You May Want to Explore The Dangerous Road to Ojuela
Ojuela is a small mining ghost town located northeast of the state of Durango, in Mexico. The tortuous road to the town should not be attempted by those who don't know how to reverse.
How long is the road to Ojuela?
Adjacent to the historic village of Mapimí, the road to the ghost town starts off the Carretera Federal 30. It’s 7km (4.3 miles) long and was built with gravel and cobblestone sections. The ride up the mountain, through ancient slopes, is nearly as exciting as any other part of the trip, as the vehicle passes by fascinating desert plants and rock formations. Some parts are so narrow that if two vehicles have to pass each other, one vehicle might have to reverse for anything up to 3 kilometres of winding narrow road to get to a place wide enough to pass.
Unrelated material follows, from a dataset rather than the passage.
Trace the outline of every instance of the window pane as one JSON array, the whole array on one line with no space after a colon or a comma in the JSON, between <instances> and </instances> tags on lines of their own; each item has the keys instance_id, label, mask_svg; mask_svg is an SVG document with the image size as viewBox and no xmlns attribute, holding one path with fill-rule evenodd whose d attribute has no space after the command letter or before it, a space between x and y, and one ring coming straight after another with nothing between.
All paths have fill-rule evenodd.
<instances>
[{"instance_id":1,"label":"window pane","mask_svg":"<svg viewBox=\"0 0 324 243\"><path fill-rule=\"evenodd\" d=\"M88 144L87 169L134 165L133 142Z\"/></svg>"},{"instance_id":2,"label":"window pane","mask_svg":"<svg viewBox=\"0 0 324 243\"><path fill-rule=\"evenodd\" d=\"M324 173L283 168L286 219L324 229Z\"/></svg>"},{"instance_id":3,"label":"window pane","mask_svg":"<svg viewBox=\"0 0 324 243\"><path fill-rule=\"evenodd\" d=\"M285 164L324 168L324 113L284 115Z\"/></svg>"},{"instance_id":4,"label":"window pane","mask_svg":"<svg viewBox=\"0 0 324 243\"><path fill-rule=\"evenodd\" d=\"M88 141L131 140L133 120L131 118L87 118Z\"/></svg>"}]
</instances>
When was Ojuela Bridge built?
The town is famous for a bridge, known as Puente de Ojuela, also known as the Mapimi Bridge. It’s one of the world’s most scariest bridges and the most visited structures in this town. It was designed by the same people as the Brooklyn Bridge and is considered one of the most dangerous and mysterious places on the planet. With a length of around 1,000 feet and a height of 327 feet above a ravine, the Puente de Ojuela is a suspension bridge leading to a ghost town. It’s 2 feet wide and steel cables have been added for safety over two towers. Currently this bridge is only used for pedestrians. The bridge connects the ghost town to an abandoned mine. It was completed in 1898 and was restored as a tourist attraction in 1991. At the time of construction, the Puente de Ojuela was the third longest suspension bridge in the world. Passing through it gives a feeling of weightlessness, thanks to the open design of the construction and an impressive height. Discovered in the year 1598, the Ojuela Mine produced a large quantity of mineral (silver, gold, manganese and zinc) during the last part of the 19th century. In the 20th century, a strong storm destroyed the place, which caused its inhabitants to emigrate to other states, leaving the place totally abandoned. Due to the lack of work, a large part of the population began to leave the town.